Il a qualifié ce plan mis à jour de «généreux» et de quelque chose qui «ne s'est jamais produit auparavant». Le pot d'argent actuel est ouvert à toutes les entreprises sans exception, et les 45 millions d'emplois soumis aux cotisations de sécurité sociale sont couverts. Un flot d'applications est attendu car cela permettrait à toutes les entreprises qui ont fermé leurs portes de continuer à payer leurs employés.

Bien sûr, cela ne résout que l'un des problèmes auxquels les hommes d'affaires sont confrontés lorsqu'ils perdent tous leurs revenus. En plus de la baisse des salaires, il existe d'autres coûts fixes, tels que le loyer, les taxes ou les remboursements de prêt.

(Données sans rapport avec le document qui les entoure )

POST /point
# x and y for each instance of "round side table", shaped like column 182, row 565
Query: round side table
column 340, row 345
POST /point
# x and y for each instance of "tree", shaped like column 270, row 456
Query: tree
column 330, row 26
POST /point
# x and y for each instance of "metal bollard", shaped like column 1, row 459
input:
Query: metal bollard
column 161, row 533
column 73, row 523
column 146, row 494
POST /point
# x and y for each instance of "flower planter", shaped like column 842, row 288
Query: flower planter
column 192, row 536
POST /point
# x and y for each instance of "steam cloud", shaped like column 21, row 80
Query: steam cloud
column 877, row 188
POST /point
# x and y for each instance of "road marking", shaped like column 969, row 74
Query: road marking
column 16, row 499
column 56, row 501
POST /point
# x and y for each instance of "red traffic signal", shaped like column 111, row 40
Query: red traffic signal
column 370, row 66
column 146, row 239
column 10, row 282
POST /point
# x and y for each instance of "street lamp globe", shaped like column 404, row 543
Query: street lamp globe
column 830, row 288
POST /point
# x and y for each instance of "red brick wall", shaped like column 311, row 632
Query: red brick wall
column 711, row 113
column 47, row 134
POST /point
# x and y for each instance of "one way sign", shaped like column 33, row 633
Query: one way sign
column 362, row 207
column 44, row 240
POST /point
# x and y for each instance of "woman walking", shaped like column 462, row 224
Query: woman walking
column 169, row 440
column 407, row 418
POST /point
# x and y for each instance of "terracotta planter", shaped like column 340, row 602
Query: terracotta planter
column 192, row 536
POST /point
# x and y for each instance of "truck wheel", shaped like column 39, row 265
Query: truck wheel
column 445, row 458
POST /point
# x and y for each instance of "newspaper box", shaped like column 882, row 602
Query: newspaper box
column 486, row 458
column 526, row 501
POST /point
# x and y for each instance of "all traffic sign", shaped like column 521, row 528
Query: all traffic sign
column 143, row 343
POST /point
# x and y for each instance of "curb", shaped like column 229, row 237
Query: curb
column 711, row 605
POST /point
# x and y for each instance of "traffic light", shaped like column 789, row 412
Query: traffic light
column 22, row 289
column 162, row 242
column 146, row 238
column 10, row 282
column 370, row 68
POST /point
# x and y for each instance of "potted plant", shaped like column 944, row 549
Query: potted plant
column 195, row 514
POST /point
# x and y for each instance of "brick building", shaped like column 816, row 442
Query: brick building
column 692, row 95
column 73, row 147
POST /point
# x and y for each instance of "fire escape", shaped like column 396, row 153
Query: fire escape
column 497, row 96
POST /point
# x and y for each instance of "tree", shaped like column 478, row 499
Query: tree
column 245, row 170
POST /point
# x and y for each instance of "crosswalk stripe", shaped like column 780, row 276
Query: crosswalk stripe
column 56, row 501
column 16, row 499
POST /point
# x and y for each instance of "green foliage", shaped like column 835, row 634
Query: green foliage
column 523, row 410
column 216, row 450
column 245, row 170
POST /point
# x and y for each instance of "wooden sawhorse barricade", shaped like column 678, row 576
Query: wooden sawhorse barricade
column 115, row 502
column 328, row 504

À cette fin, le gouvernement souhaite reporter les impôts et interdire l'exécution des prêts. Cependant, Altmaier a clairement indiqué que les prêts devront être remboursés à un moment donné, tout comme le gouvernement allemand devra rembourser les dettes qu'il contracte actuellement.

Non aux «coronabonds»

Altmaier a une fois de plus rejeté l'idée de «coronabonds» européens. Derrière cela se cache la vieille idée des «euro-obligations», une forme d'investissement jusqu'ici fictive, qui pourrait finalement être utilisée pour répartir les dettes des pays de l'UE entre tous les États membres.

Altmaier l'a jusqu'à présent rejeté et mis en garde contre les «débats fantômes», comme il l'a fait aujourd'hui en réponse à une question d'un journaliste.

Il a souligné l'importance de la solidarité européenne, ne serait-ce qu'en raison de l'interdépendance étroite des économies nationales, mais a déclaré que la situation ne devrait pas être exploitée pour des changements de stratégie idéologiques.